Chinese policymakers have stepped up support for the slowing economy as Shanghai and other cities ease coronavirus lockdowns following a drop in new infections.

The cabinet announced a package of 33 policy steps last month, including broader tax credit rebates and the postponing of social security payments and loan repayments to support businesses.

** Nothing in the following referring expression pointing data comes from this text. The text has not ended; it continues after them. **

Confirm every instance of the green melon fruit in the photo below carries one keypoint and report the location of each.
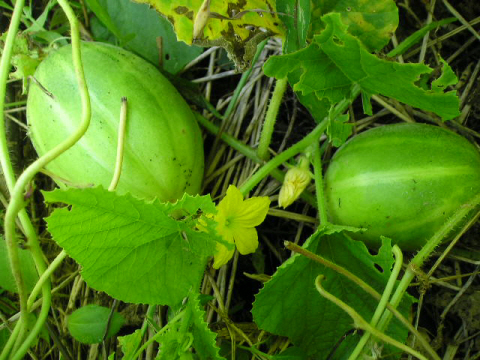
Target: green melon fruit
(163, 146)
(401, 181)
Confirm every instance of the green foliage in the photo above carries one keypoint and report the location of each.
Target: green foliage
(89, 323)
(191, 332)
(373, 22)
(338, 130)
(136, 27)
(418, 35)
(237, 26)
(123, 243)
(336, 60)
(29, 272)
(295, 15)
(289, 304)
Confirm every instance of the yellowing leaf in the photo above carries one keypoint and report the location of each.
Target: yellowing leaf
(236, 25)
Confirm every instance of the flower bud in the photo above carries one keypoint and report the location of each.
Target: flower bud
(296, 180)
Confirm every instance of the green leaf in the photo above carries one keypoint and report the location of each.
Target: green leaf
(295, 15)
(137, 27)
(88, 324)
(237, 26)
(447, 78)
(337, 60)
(204, 340)
(289, 305)
(292, 353)
(27, 267)
(373, 22)
(190, 332)
(418, 35)
(135, 251)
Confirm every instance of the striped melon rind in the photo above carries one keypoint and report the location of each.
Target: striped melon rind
(163, 150)
(401, 181)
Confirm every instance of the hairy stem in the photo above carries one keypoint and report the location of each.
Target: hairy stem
(17, 203)
(317, 166)
(120, 145)
(383, 302)
(365, 287)
(361, 323)
(271, 118)
(424, 253)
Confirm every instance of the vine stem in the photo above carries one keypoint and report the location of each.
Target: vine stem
(243, 80)
(299, 146)
(424, 253)
(361, 323)
(17, 203)
(317, 166)
(122, 125)
(383, 302)
(9, 174)
(275, 162)
(365, 287)
(271, 118)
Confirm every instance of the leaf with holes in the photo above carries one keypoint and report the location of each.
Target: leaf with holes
(289, 305)
(238, 26)
(135, 251)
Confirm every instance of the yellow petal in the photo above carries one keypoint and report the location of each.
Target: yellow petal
(246, 240)
(222, 256)
(231, 202)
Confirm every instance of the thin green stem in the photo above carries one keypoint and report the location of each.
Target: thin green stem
(365, 287)
(11, 341)
(45, 277)
(177, 318)
(317, 166)
(424, 253)
(7, 167)
(243, 80)
(271, 118)
(17, 204)
(247, 151)
(383, 302)
(361, 323)
(122, 124)
(278, 160)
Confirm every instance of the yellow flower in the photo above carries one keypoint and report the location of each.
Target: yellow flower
(236, 220)
(296, 180)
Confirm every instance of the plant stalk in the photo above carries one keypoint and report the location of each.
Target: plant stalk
(271, 118)
(424, 253)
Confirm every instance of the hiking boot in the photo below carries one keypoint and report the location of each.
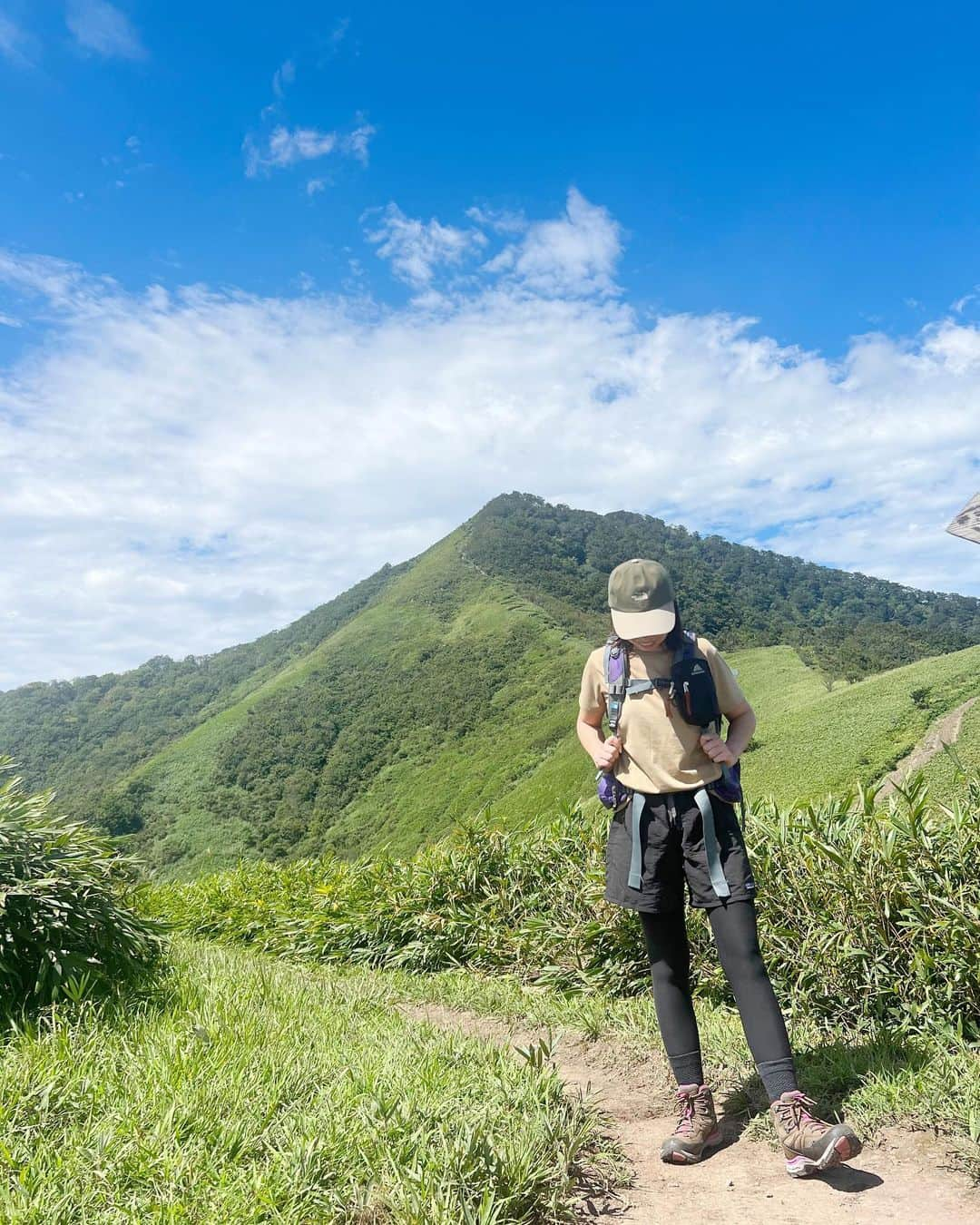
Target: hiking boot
(808, 1143)
(697, 1127)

Financial authorities also told commercial banks last month to speed up lending.

In May, the central bank cut its benchmark reference rate for mortgages by an unexpectedly wide margin – its second reduction this year – in a bid to turn around the contracting housing market, which is a key economic growth driver.

But analysts say both banks and potential borrowers remain wary of further virus disruptions.

After discovering a handful of new cases, China’s commercial hub of Shanghai will lock down millions of people for mass coronavirus testing this weekend – just 10 days after lifting a gruelling two-month lockdown – unsettling residents and raising concerns about the business impact.

Premier Li Keqiang has vowed to achieve positive economic growth in the second quarter, although many private sector economists have pencilled in a contraction.

China will increase the credit quota for policy banks by 800 billion yuan (US$120 billion) for them to support infrastructure construction, state television CCTV reported, citing a cabinet meeting.

China orders U$120 billion infrastructure push amid slowing economy

The broad M2 money supply – which measures cash equivalents sitting in depository institutions – grew by 11.1 per cent from a year earlier, central bank data showed, surpassing estimates of 10.4 per cent in the Reuters poll. M2 grew 10.5 per cent in April from a year prior.

Outstanding yuan loans grew 11 per cent in May from a year earlier, compared with 10.9 per cent growth in April. Analysts had expected 10.7 per cent growth.

Growth of outstanding total social financing (TSF), a broad measure of credit and liquidity in the economy, quickened to 10.5 per cent in May from 10.2 per cent in April.

TSF includes off-balance sheet forms of financing that exist outside the conventional bank lending system, such as initial public offerings, loans from trust companies and bond sales.

In May, TSF jumped to 2.79 trillion yuan from 910.2 billion yuan in April. Analysts polled by Reuters had expected May TSF of 2.02 trillion yuan.